Cheryl Wellington, PhD
Dr. Wellington obtained her PhD at the University of British Columbia and performed postdoctoral fellowships at Harvard Medical School, the University of Calgary, and the University of British Columbia.
Learn what traumatic brain injury is and how it can increase the risk of developing Alzheimer’s disease.
Traumatic brain injury (TBI) occurs when a physical force acts on the head, leading to altered brain function. Examples of trauma-induced abnormalities include a decrease or loss in consciousness, persistent headaches, sleep disturbances and changes in mental functions like memory and attention.1 TBI is a leading cause of disability and death among young people and is most often associated with falls, motor vehicle accidents, assaults, military service and engagement in contact sports (like football, boxing, and hockey).2
TBI severity can range from mild to severe injury. A “mild” TBI is often used interchangeably with “concussion,” and most cases (60-80%) of TBI are mild.3 In general, injury severity is classified based on clinical symptoms such as the level of consciousness, as measured by the Glasgow Coma Scale, which remains the gold standard for moderate and severe TBI. Mild TBI and concussion, however, is more challenging to diagnose, and objective measures including neuroimaging and blood biomarkers tests are actively being studied to better diagnose mild TBI and concussion.
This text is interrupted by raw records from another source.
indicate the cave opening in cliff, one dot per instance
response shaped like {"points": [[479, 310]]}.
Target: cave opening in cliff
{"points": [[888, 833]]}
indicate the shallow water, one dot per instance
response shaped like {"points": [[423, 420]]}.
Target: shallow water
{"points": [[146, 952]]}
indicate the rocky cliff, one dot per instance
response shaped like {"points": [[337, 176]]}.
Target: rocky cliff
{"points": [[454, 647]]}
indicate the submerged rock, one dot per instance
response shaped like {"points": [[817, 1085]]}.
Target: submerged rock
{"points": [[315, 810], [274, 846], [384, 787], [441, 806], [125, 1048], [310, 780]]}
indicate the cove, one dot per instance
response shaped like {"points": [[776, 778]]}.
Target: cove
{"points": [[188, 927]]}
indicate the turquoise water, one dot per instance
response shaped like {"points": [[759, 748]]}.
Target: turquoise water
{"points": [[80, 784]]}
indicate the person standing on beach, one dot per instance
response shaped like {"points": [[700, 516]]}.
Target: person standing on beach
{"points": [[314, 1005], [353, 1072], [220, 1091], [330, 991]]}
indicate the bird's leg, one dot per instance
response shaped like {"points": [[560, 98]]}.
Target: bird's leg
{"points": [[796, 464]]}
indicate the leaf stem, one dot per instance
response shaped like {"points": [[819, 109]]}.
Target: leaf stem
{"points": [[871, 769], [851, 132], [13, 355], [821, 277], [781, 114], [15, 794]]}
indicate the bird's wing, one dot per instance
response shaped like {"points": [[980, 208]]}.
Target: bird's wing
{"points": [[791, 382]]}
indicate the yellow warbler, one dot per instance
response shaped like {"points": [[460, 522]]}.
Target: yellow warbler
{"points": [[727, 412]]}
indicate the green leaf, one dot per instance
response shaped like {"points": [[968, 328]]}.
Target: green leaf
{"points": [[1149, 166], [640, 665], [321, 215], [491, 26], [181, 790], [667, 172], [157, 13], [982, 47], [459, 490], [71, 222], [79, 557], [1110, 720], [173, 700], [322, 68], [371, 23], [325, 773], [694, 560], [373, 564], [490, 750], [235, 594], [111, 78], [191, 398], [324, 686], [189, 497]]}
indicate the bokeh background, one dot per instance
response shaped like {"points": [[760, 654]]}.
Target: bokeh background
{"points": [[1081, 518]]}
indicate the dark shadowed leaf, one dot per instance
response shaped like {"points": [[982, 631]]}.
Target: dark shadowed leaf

In addition to possible death and long-term disabilities, individuals that sustain a moderate to severe TBI are reported to be two to five times more likely to develop dementia, including Alzheimer’s disease (AD), later in life when compared to uninjured individuals.4-6 It is less clear whether mild injuries are also associated with this increased risk.
Disrupted function of brain cells (“neurons”) and their connections (“axons”) after TBI are believed to be caused by the vigorous mechanical strains and deformations that are sustained during impact.7 Experimental data from animal model studies by our group, as well as others, show that concussions induce the inflammatory response in the brain as soon as a few hours after injury.8 These inflammatory signals activate immune cells, which may persist for months in the brain, creating a sustained chronic inflammatory environment.9 Whereas acute inflammation is necessary for tissue healing and repair, chronic inflammation of the brain may result in prolonged injury to neurons and axons. This may eventually trigger degeneration of the brain and thus lead to dementia.10,11
In addition to chronic inflammation, injured neurons also undergo cellular stress and disrupted metabolism that may result in an abnormal production and/or inefficiency in the clearance of toxic proteins, leading to their accumulation in the brain. One such toxic protein is phosphorylated tau (p-tau).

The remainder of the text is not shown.